It’s all too easy to bracket Welsh language music together and stick it on the shelf marked “oddball”. Gorky’s, Super Furries, latterly Cate Le Bon and Gwenno – they’ve all laboured under adjectives like “cosmic”, “psychedelic”, “weird”, … “kooky” if they’re really unlucky… and suffered commercially because of the language barrier.

And, no, the lazy journalism isn’t entirely about to end here. There is definitely something in the water that side of Offa’s Dyke that seems to flavour the music, taking the melodies to mistier, fuzzier places, almost as if use of an ancient language taps you into a less workaday world.

Adwaith are Gwenllian Anthony, Hollie Singer and Heledd Owen, a trio from Carmarthen. Early publicity pitched them as a Welsh Slits, a misplaced comparison done purely as an attention-grabber. They may share the same feminist anger – one presumes Lipstick Coch (tr: Red Lipstick) is not about looking nice for your boyfriend – but they’re way mellower and genre-fluid.

It’s quite hard to pin one sound on them, and nothing is straightforward. The aforementioned Lipstick Coch surfs along on perky plucked guitar and skipping rhythms before crashing into some groovy 60s riffage. O Dan y Haenau goes for Talk Talk dreaminess. Diafol a Fi is Clannad turned prog.

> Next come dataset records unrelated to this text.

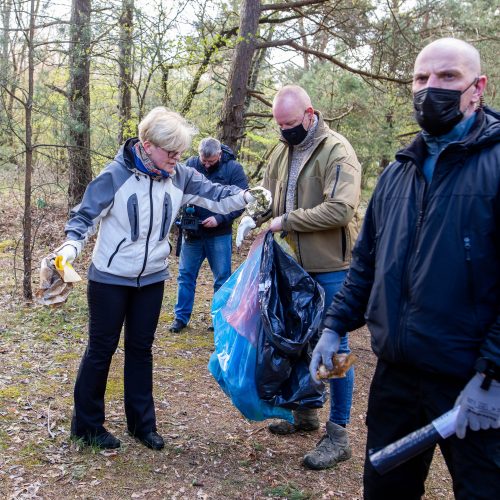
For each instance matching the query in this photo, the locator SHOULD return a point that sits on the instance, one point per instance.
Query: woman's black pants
(110, 307)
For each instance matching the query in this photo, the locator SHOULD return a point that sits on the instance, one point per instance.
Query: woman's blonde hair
(167, 130)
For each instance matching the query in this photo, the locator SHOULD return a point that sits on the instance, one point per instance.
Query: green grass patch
(4, 439)
(114, 388)
(11, 392)
(31, 454)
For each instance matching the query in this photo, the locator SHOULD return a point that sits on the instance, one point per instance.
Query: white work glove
(68, 251)
(244, 227)
(328, 345)
(259, 200)
(479, 408)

Y Diweddaraf marries Banshees menace to a Kinks-y guitar lick. If there’s a sonic signature, aside from Singer’s vocals, it’s a prickliness about the production and a mid-song rhythmic shift.

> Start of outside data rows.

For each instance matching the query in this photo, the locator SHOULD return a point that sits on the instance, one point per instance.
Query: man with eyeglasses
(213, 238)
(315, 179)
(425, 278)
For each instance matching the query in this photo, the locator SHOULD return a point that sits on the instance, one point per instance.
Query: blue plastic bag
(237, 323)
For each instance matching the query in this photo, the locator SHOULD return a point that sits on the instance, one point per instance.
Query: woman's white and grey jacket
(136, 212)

Some of the most interesting bits didn’t make it into full songs. Intro is a fragment of an icy arena rock tune cut short when it’s begging to let rip. Yn Fy Mhen is a snippet of saloon bar jazz heard from the bottom of a frozen pond. The closing minute-long Tair sounds like the middle eight of a demo you want to hear the rest of. They’re not short of ideas here, leaving you to wonder whether they should have made this debut a tight ten-songer, and held some in reserve for the difficult second.

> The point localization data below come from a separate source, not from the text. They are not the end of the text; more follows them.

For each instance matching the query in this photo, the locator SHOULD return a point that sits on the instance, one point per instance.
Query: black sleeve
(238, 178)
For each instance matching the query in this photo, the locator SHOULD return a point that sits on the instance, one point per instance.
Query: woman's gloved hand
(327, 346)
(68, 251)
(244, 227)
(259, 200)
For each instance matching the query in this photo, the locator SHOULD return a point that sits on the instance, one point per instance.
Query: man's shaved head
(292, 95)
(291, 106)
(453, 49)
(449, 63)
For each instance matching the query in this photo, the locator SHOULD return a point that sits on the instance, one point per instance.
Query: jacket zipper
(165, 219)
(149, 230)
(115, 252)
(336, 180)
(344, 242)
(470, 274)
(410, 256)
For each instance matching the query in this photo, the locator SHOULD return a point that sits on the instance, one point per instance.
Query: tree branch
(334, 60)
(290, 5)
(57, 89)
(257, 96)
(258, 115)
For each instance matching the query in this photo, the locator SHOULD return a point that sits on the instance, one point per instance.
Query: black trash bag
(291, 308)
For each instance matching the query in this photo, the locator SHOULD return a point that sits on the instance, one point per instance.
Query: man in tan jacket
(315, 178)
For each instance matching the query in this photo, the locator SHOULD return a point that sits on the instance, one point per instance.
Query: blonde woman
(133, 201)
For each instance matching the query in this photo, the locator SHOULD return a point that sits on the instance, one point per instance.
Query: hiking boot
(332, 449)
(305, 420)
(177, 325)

After all, they don’t really need to chuck everything at the wall and see what sticks. When it all comes together, the quality is definitely there. The Egyptian reggae of Colli Golwg is particularly persistent in the brain and Fel i Fod is beautifully floaty. Lipstick Coch must also be mentioned in that company.

But oh to understand Welsh! The lyrics, we’re told, are full of the darkness and uncertainty of youth-become-adulthood, though you’d not necessarily assume that from the music. And occasional blasts of English tantalise. In the middle of Newid (tr: Change), there’s a snippet that sounds an awful lot like “Maggie Thatcher” but might just be a similar sounding Welsh phrase. Some sort of musical political statement? Almost certainly. As ever with the disproportionately successful Welsh music scene, the fate of us non-speakers is to marvel at the music and wonder at words we can’t understand.